# Mossberg Predator 6.5 CM



## fr3db3ar (Aug 6, 2011)

Anybody have some long range coyotes i can test it on? 









Sent from my SM-N975U using Tapatalk


----------



## knapper (Feb 5, 2010)

That is looking really good!!!


----------



## youngdon (Mar 10, 2010)

Yes.


----------



## glenway (Mar 27, 2011)

No, but I have more cardboard.


----------



## fr3db3ar (Aug 6, 2011)

This is probably the best ive gotten any rifle to shoot but I'm usually done when they are around 1 MOA. We'll see if I can duplicate it tomorrow.

Sent from my SM-N975U using Tapatalk


----------



## kiyote (Jun 15, 2014)

plenty of coyotes here and that grouping aughta git-r-dun!


----------



## pokeyjeeper (Sep 5, 2013)

Not bad Fred but what happened with the 2 shots I circled in blue lol just picking on you


----------



## fr3db3ar (Aug 6, 2011)

There were 6 poa on the cardboard. I was setting zero.

Sent from my SM-N975U using Tapatalk


----------



## glenway (Mar 27, 2011)

I knew that. You done good. Very good.


----------



## fr3db3ar (Aug 6, 2011)

Likely the best you'll ever see from me. 
Took these rounds and tested them in the AR. Itll do for now.

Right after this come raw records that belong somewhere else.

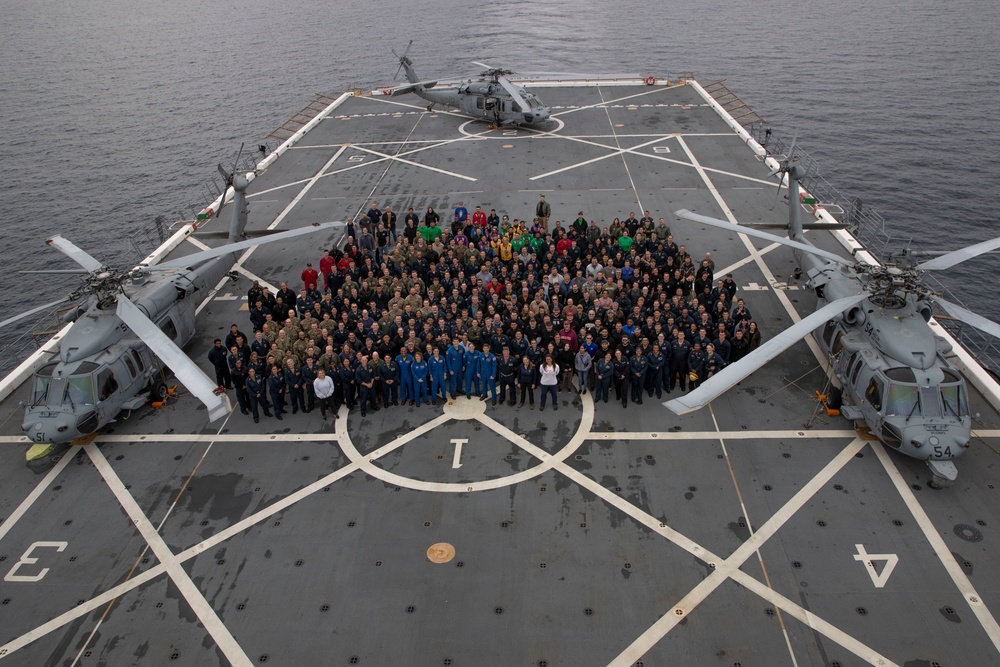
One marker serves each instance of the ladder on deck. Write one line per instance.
(736, 107)
(296, 122)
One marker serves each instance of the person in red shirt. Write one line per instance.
(326, 264)
(478, 217)
(310, 277)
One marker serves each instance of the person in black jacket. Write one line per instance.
(217, 355)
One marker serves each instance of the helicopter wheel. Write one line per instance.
(158, 391)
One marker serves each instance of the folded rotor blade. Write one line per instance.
(750, 231)
(186, 371)
(69, 249)
(950, 259)
(33, 311)
(969, 317)
(205, 255)
(514, 92)
(730, 375)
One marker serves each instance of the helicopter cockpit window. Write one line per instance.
(874, 393)
(43, 378)
(106, 381)
(80, 389)
(902, 401)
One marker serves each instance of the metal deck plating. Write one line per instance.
(589, 536)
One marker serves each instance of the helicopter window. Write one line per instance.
(954, 400)
(138, 361)
(80, 390)
(167, 327)
(901, 374)
(106, 381)
(874, 393)
(902, 401)
(43, 378)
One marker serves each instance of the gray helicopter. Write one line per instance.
(872, 323)
(129, 324)
(492, 97)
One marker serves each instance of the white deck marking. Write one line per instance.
(749, 523)
(39, 489)
(868, 560)
(416, 164)
(974, 600)
(213, 624)
(730, 569)
(456, 461)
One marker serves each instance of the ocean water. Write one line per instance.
(114, 112)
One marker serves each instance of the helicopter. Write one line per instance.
(872, 323)
(493, 97)
(125, 325)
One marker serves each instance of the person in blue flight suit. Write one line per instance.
(437, 367)
(256, 394)
(348, 383)
(405, 363)
(506, 372)
(488, 373)
(604, 371)
(471, 372)
(713, 361)
(455, 359)
(388, 372)
(638, 366)
(308, 377)
(276, 387)
(293, 386)
(363, 376)
(655, 360)
(418, 370)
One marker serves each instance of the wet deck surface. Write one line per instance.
(594, 535)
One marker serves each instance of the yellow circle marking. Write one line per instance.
(442, 552)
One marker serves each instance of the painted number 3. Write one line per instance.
(28, 559)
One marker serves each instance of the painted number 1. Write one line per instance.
(27, 559)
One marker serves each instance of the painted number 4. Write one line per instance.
(28, 559)
(878, 578)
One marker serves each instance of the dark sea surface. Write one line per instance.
(115, 111)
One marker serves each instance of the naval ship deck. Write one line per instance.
(594, 535)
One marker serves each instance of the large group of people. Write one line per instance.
(489, 308)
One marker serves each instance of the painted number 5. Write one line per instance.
(27, 559)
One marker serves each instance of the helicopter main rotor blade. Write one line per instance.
(750, 231)
(730, 375)
(514, 92)
(33, 311)
(70, 249)
(205, 255)
(950, 259)
(969, 317)
(186, 371)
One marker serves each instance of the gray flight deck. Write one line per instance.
(591, 536)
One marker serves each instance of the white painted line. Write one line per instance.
(209, 618)
(39, 489)
(951, 566)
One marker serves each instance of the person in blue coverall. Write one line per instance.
(455, 359)
(488, 373)
(418, 373)
(405, 361)
(471, 372)
(437, 367)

Sent from my SM-N975U using Tapatalk


----------



## glenway (Mar 27, 2011)

It'll be hard to come up with excuses now...


----------



## pokeyjeeper (Sep 5, 2013)

Looking good Fred 
I need to tweak both of the loads for my ar's someday when I get caught up on everything else list just never ends


----------



## youngdon (Mar 10, 2010)

pokeyjeeper said:


> Looking good Fred
> I need to tweak both of the loads for my ar's someday when I get caught up on everything else list just never ends


When the list ends so does life. Add some things to it.

Nice shooting Fr3d !


----------



## SWAMPBUCK10PT (Apr 5, 2010)

*THAT'S A killing stick for sure Fred---Nice shoot'en--------*


----------



## hassell (Feb 9, 2010)

Very nice shooting Fred.


----------



## fr3db3ar (Aug 6, 2011)

I really need the gut to shoot 1/4 moa or better on the bench so that i might shoot 3 moa standing with a tripod.

Sent from my SM-N975U using Tapatalk


----------



## youngdon (Mar 10, 2010)

That's a good plan.

Please don't get one of those tripods that you put your Whole gun in And lock it down. Those are good for the bench Or if you're disabled but if anyone Else hunts with one I'll question their ability for starters.


----------



## fr3db3ar (Aug 6, 2011)

I hunt from a tripod with a ballhead.

Sent from my SM-N975U using Tapatalk


----------



## glenway (Mar 27, 2011)

Sounds painful.


----------



## fr3db3ar (Aug 6, 2011)

Its a lot of standing for an old man.

Sent from my SM-N975U using Tapatalk


----------



## youngdon (Mar 10, 2010)

glenway said:


> Sounds painful.


Hahaha !


----------